CSE 417 – Intro to greedy algorithms

1 From DP to greedy

Greedy algorithms solve optimization problems, similar to dynamic programming. In an optimization problem, there are many feasible solutions, some of which are better than others. For example,

  • When cutting a log of length n, a feasible solution was any list of lengths that sum to n. Then, we found the feasible solution that gave the most profit.
  • When deciding oven allocation with M minutes available, a feasible solution was any collection of items whose total time to bake was at most M. Then, we found the feasible solution that gave the most profit.

Dynamic programming is a clever technique that lets you search through all feasible solutions and find the best one, while not using too much time by storing the results of subproblems. In contrast, greedy algorithms will not search through all feasible solutions. Instead, a greedy algorithm will just make the best local choice at each step.

Greedy algorithms are easy to write and easy to brainstorm. Because we don’t search through all feasible solutions, many times, a greedy algorithm will not find the optimal solution. But for some particular problems, there is actually a greedy way to always find the optimal solution!

2 Dijsktra’s, Prim’s, and Kruskal’s algorithms

These three graph algorithms that we covered a few weeks ago were actually greedy algorithms! Take Kruskal’s algorithm for minimum spanning trees, for instance. Given a connected graph with vertices V and edges E, recall that Kruskal’s algorithm is the following:

1. Create a new graph on vertices V with no edges.
2. Repeat n-1 times:
3.     Pick the cheapest edge in E that doesn't make a cycle with our previous picks.

This is a greedy algorithm because:

  • It tries to solve an optimization problem, to find the cheapest spanning tree.
  • It doesn’t search through all feasible solutions (spanning trees), just constructs one.
  • At each step, it makes a best choice, for some definition of best. In this case, best means cheapest while avoiding cycles.

Similarly, recall that Prim’s algorithm is:

1. Start with a single vertex.
2. Repeat n-1 times:
3.     Pick the cheapest edge in E that connects the existing tree to a new vertex.

This is also a greedy algorithm because:

  • It also tries to solve an optimization problem, to find the cheapest spanning tree.
  • It also doesn’t search through all feasible solutions (spanning trees), just constructs one.
  • At each step, it also makes a best choice, for some definition of best. In this case, best means cheapest while connecting a new vertex.

In general, there are many possible options for what is best choice at each step.
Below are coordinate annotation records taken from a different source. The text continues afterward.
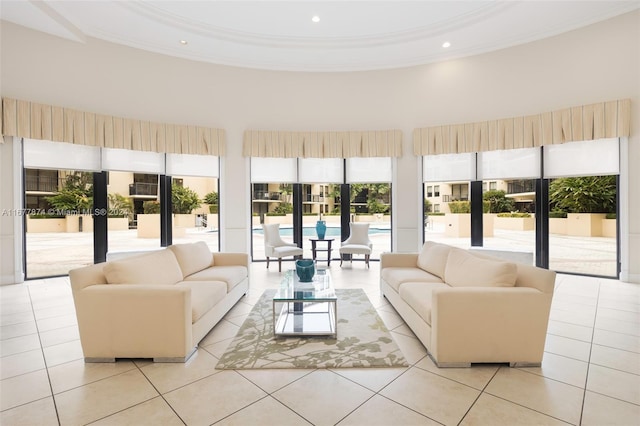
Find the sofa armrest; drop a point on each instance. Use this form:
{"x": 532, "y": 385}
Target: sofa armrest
{"x": 489, "y": 324}
{"x": 133, "y": 320}
{"x": 231, "y": 259}
{"x": 404, "y": 260}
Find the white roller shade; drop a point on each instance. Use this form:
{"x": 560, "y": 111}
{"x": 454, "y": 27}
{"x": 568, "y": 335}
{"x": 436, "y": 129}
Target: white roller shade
{"x": 268, "y": 169}
{"x": 449, "y": 167}
{"x": 193, "y": 165}
{"x": 587, "y": 158}
{"x": 509, "y": 164}
{"x": 369, "y": 170}
{"x": 125, "y": 160}
{"x": 41, "y": 154}
{"x": 320, "y": 170}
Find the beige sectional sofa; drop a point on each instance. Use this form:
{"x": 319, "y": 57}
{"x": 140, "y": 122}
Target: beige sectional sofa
{"x": 466, "y": 307}
{"x": 156, "y": 305}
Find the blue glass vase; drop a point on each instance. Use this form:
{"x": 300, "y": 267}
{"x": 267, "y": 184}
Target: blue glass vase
{"x": 305, "y": 269}
{"x": 321, "y": 229}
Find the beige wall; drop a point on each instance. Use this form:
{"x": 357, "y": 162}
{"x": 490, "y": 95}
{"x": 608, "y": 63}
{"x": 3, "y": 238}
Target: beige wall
{"x": 594, "y": 64}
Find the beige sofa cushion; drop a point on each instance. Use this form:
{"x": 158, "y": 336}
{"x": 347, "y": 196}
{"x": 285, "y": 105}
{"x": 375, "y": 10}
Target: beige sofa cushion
{"x": 433, "y": 258}
{"x": 418, "y": 296}
{"x": 193, "y": 257}
{"x": 158, "y": 267}
{"x": 204, "y": 296}
{"x": 396, "y": 275}
{"x": 231, "y": 275}
{"x": 466, "y": 270}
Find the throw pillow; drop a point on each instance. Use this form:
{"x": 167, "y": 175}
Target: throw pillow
{"x": 433, "y": 258}
{"x": 466, "y": 270}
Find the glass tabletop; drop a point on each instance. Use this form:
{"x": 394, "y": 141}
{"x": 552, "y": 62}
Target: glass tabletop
{"x": 292, "y": 289}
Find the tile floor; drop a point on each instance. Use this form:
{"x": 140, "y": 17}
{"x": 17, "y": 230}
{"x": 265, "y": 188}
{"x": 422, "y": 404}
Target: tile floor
{"x": 590, "y": 374}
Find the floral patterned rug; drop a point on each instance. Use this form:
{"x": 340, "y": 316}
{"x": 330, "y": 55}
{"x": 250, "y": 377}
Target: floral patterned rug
{"x": 362, "y": 340}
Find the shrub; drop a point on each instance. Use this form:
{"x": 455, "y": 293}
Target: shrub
{"x": 498, "y": 202}
{"x": 283, "y": 208}
{"x": 458, "y": 207}
{"x": 557, "y": 214}
{"x": 183, "y": 199}
{"x": 585, "y": 194}
{"x": 151, "y": 207}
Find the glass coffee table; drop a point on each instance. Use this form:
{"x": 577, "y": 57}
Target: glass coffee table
{"x": 305, "y": 308}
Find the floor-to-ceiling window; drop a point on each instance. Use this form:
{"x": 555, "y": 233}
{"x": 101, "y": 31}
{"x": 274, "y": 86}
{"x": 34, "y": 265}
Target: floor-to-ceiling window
{"x": 369, "y": 180}
{"x": 321, "y": 181}
{"x": 508, "y": 195}
{"x": 583, "y": 194}
{"x": 195, "y": 201}
{"x": 579, "y": 221}
{"x": 58, "y": 200}
{"x": 447, "y": 203}
{"x": 272, "y": 199}
{"x": 133, "y": 198}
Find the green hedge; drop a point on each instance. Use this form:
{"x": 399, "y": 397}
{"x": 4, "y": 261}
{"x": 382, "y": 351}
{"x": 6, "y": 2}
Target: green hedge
{"x": 558, "y": 215}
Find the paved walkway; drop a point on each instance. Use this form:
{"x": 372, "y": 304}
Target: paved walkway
{"x": 56, "y": 253}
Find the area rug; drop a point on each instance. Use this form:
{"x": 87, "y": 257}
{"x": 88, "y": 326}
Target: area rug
{"x": 362, "y": 340}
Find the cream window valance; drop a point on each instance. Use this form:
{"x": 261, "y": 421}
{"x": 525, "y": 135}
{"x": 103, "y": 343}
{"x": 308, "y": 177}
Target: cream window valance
{"x": 588, "y": 122}
{"x": 285, "y": 144}
{"x": 58, "y": 124}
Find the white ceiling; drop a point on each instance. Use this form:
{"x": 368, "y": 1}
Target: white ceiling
{"x": 279, "y": 35}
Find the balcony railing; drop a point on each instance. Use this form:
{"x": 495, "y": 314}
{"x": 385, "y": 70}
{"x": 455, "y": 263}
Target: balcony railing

For minimum spanning tree, both of the above solutions work. However, here is one greedy choice (for example) that would not always find the optimal spanning tree:

1. Create a new graph on vertices V with no edges.
2. Repeat n-1 times:
3.     Pick the most expensive edge in E that doesn't make a cycle with our previous picks.

This does work sometimes—if the original graph was already a tree, there is only one feasible solution (the tree itself), and thus picking the most expensive edge is the same thing as the cheapest edge. But clearly, on most graphs, this doesn’t do the right thing.

Notably, you get to choose what best means. It’ll be up to you to brainstorm several possibly greedy choices and determine which ones work or not!

3 Exchange arguments

The hardest part about writing a greedy algorithm is explaining why it always finds the optimum solution, despite not searching through all feasible solutions. Our standard tool for this will be called an exchange argument.

Recall how we proved Prim’s and Kruskal’s algorithms correct. We used the cut property: that if an edge is the minimum cost edge across some cut, then it must be in every MST. The following pictures are a brief reminder of how we proved the cut property. Refer to slides 21-28 of Lecture 3.3 (a.k.a. Lecture 11) for a deeper review!

We supposed for contradiction that a minimum cost edge (dashed) is not in the MST.
By swapping it with an edge in our MST (the top edge), we get a graph that is still a spanning tree and cheaper, contradicting that our MST was cheapest!

This kind of argument where we exchange a piece of a better solution with a piece of our solution to arrive at a contradiction will be our common tool to prove every greedy algorithm correct! We’ll see more examples of this in class.